(edited, originally posted by Arcaro Boxing)
As a society we are obsessed with conflict. We love it and we hate it. We love to watch it on reality shows. We like to see it in others as long as we aren’t close to it. We love to watch our sports teams and athletes square off. We love to take sides, to find wrong and right and to see winners and losers. We also love to do whatever it takes to avoid conflict because it is uncomfortable. We will withhold information, side step by saying something different than we really mean and sometimes completely run away.
What if we saw conflict as sharing punches? As a sort of maze that we both had to go into and navigate together to come out of with some new answers? What if we saw conflict as a process to learn about what hurts us, what we are desperate to defend and how much we want our ideas heard? What if we saw the person we are having conflict with as having the same issues? What if we didn’t see the result of conflict having to have a winner and loser, a right and wrong person? Would we try to avoid it as much?
Sparring is a beautiful example of the kind of conflict I desire. Two of us go in the ring. We both have strengths and skills needing improvement. We both agree to share punches in order to learn about our skills and needs for improvement. We both agree that neither is the cause of our pain, but we can be a stand in to bring up the emotions and difficulties that we each have.
I spar 8 rounds every Friday with my sparring partner. I look forward to this day every week. He agrees to expose my openings and give me an opportunity to make adjustments so I can respond differently, to learn new muscle memory. He agrees to take responsibility for his actions and I agree to take responsibility for my own. It is the most powerful 30 minutes of my week. I get to take all these things spinning around in my head, enter into a maze of conflict and physically work it out. It is a beautiful thing.
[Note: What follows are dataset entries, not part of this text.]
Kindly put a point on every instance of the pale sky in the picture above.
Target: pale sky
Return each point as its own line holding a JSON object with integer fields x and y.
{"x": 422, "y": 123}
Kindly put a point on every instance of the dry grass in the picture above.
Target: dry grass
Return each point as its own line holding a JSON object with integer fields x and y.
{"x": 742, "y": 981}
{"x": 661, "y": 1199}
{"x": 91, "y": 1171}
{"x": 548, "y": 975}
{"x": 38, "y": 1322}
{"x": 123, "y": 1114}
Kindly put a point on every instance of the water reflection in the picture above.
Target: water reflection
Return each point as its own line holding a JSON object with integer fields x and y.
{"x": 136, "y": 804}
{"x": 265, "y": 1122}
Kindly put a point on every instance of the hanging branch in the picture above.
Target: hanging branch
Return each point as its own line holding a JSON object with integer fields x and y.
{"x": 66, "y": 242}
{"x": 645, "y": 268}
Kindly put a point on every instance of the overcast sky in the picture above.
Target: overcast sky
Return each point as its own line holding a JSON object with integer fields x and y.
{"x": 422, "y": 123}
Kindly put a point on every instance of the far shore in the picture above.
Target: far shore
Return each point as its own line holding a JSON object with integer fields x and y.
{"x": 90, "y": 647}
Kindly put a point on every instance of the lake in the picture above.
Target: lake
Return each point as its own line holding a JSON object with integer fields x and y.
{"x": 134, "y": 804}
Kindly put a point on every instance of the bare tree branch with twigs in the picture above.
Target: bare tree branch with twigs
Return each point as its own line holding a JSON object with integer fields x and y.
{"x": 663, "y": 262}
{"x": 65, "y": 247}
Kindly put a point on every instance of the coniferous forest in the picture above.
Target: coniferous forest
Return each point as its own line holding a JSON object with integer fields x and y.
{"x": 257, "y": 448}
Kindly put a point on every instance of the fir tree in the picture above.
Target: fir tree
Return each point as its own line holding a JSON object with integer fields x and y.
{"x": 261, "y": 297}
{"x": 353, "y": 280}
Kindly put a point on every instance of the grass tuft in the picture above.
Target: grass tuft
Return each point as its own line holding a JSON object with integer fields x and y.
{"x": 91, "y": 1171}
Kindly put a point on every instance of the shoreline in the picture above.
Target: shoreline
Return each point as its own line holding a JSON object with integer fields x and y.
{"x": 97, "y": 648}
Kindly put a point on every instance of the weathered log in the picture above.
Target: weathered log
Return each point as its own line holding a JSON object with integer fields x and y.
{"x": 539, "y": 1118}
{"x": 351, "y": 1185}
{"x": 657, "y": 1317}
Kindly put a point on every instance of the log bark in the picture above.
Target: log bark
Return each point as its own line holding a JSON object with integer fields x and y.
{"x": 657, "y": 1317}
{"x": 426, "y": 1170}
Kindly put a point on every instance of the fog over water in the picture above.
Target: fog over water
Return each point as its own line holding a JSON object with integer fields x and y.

Now, I am trying to figure out how to get this same feeling when I have conflict outside of the ring and being physical isn’t the appropriate response. How do I listen to my words as intently as I listen to the punches I deliver in sparring? I like this conundrum and am starting to welcome conflict in small ways. It is still largely uncomfortable and my defenses and emotions make things much muddier, but sometimes I get little glimpses of the sparring feeling when I am in a verbal conflict and I know I am on to something!
It feels so much more honest and engaging and less personal. I also find that I blame the other person a lot less. I am more interested in what I am doing and how I can change up my responses... much like I do in the ring.